Другое дело — украинская партийная жизнь. В октябре 1926 года открылась Первая украинская партконференция: в самый день ее открытия шестеро лидеров оппозиции (Троцкий, Зиновьев, Каменев, Георгий Пятаков и двое других) подали «покаянную» декларацию, надеясь сохранить хотя бы какое-то влияние в партии. Несмотря на это, сторонник оппозиции по фамилии Голубенко продолжал защищать оппозиционеров, критиковать партийного руководителя Украины Лазаря Кагановича и требовать большей демократии в партийных отношениях.

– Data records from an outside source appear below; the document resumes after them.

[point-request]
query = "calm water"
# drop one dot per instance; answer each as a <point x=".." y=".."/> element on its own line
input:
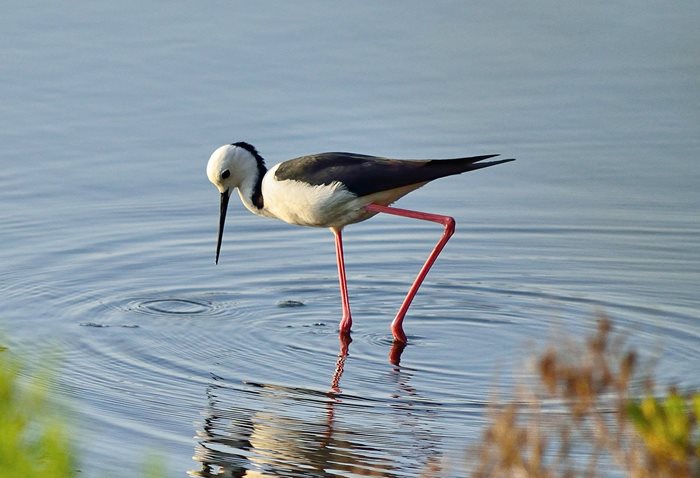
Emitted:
<point x="110" y="111"/>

«Сейчас, — отвечал на это Хрущев, — мы заслушали товарища Голубенко. У нас в Сталинском округе мы такой роскоши, к счастью, не имеем». Его речь — «умышленная клевета на нашу партийную организацию». Хрущев продолжал: он не сомневается, что у Голубенко в речи «есть некая неясность, недоговоренность». Декларация лидеров оппозиции — «маневренный ход». Прощение для оппозиции будет возможно, лишь когда она докажет свое раскаяние не только словами, но и делами. Иначе «мы должны будем требовать от наших высших парторганов применения безоговорочно, не считаясь ни с какими заслугами отдельных оппозиционеров, самых репрессивных мер по отношению к неисправимым»75.
В этой речи Хрущев, если можно так выразиться, оказался «правовернее» самого Сталина; Сталин из тактических соображений сделал вид, что принял «покаяние» оппозиционеров, Хрущев — нет. Конечно, под «самыми репрессивными мерами» Хрущев имел в виду не то, что вошло в практику десять лет спустя. Однако его выступление — агрессивное, саркастическое, полное ничем не подтвержденных обвинений — было того же сорта, что и бесчисленные кровожадные речи 1937 года76.
К середине 1920-х годов Лазарь Каганович был одним из вернейших людей Сталина. Родившийся в 1893 году под Киевом, в еврейской семье, в детстве бывший учеником сапожника (на образование для сына у семьи не было денег), в 1911 году он вступил в партию большевиков. Хрущев впервые встретился с ним в 1917-м в Юзовке. «Я не знал, что он Каганович, я его знал как Жировича. Кагановичу я не только доверял и уважал, но, как говорится, горой стоял за него»77. «На самом деле, — поправляет себя Хрущев в другом месте своих мемуаров, — когда я с ним познакомился, звали его не Каганович, а Канторович»78. В третьем месте Хрущев вспоминает его как Кошеровича79. Быть может, для него все еврейские фамилии звучали одинаково. Однако, хотя имена Хрущев и путал, он хорошо понимал, что, с тех пор как в 1925 году Каганович стал руководителем компартии Украины, самый прямой путь наверх — по его следам80.